# Can you use the mold from a purchased cheese?



## Alice In TX/MO (May 10, 2002)

I got some St. Albray cheese at a Memphis grocery store today, but I'm back in Missouri now. This cheese is fantastic. Is it possible to 'harvest' the mold and inoculate a goat cheese with it?


----------



## jerzeygurl (Jan 21, 2005)

now the frankhauser site says you can :shrug: 

http://biology.clc.uc.edu/fankhauser/Cheese/Blue_Cheese/Blue_Cheese.htm


but it does say uncontaminated, like unopened


----------



## Julia (Jan 29, 2003)

St. Albray appears to be a Camembert that's then been rind washed with Brevibacterium linens---a really rather complex cheese technically. You wouldn't be able to just rub the St. Albray on your goat cheese and make it happen, even if there were still the necessary amounts of white mold and red mold (and that's debatable). You'd have to provide the right conditions for the white mold to grow, and then, at some point that's not clear, switch gears to rind washing with a brine several times a day to get the conditions b. linens needs to grow. Both are complex cheeses.

I think to do St. Albray you'd need experience in making white mold cheese like Camembert, and also washed rind cheese like Limburger, and combine the two techniques (somehow) to get an St. Albrays. Kind of post graduate work, you know?

But dreaming is always good, and at the very least, you now have some appreciation of the incredible amount of work that cheesemakers put into their work. Most people never do.


----------



## Alice In TX/MO (May 10, 2002)

Oh, gosh. I can't even dream of the time to do that many steps right now. I'm still driving back and forth to Memphis every week to visit my grandson.

If I just do the frankhauser thing, I wonder if it would taste good, even though it wouldn't duplicate the Camembert process?

There is SOOOOOOOOOOOOOOO much to learn!


----------



## Julia (Jan 29, 2003)

Rose said:


> There is SOOOOOOOOOOOOOOO much to learn!

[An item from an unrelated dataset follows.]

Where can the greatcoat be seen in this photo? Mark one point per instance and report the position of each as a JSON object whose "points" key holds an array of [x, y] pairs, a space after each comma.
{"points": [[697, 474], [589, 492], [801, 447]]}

Amen, sister! I've been doing the cheesemaking thing for years, and you could write a book about what I don't know yet.

The really interesting thing about molds and cheesemaking, is that if you give them the right conditions to grow, the molds will appear whether or not you've innoculated them into the cheese. And if you don't give them the correct conditions, you can put pounds of mold powder in the cheese and not get bupkus.

Blue mold is particularly easy to get growing on a cheese without adding it---it floats around in the atmosphere at all times waiting for an opportunity to grow---so David's article about getting it from a purchased cheese is rather disingenuous. How did he know it was the blue mold from the purchased cheese and not wild blue mold, which is so commonplace it causes problems in commercial cheesemaking facilities? 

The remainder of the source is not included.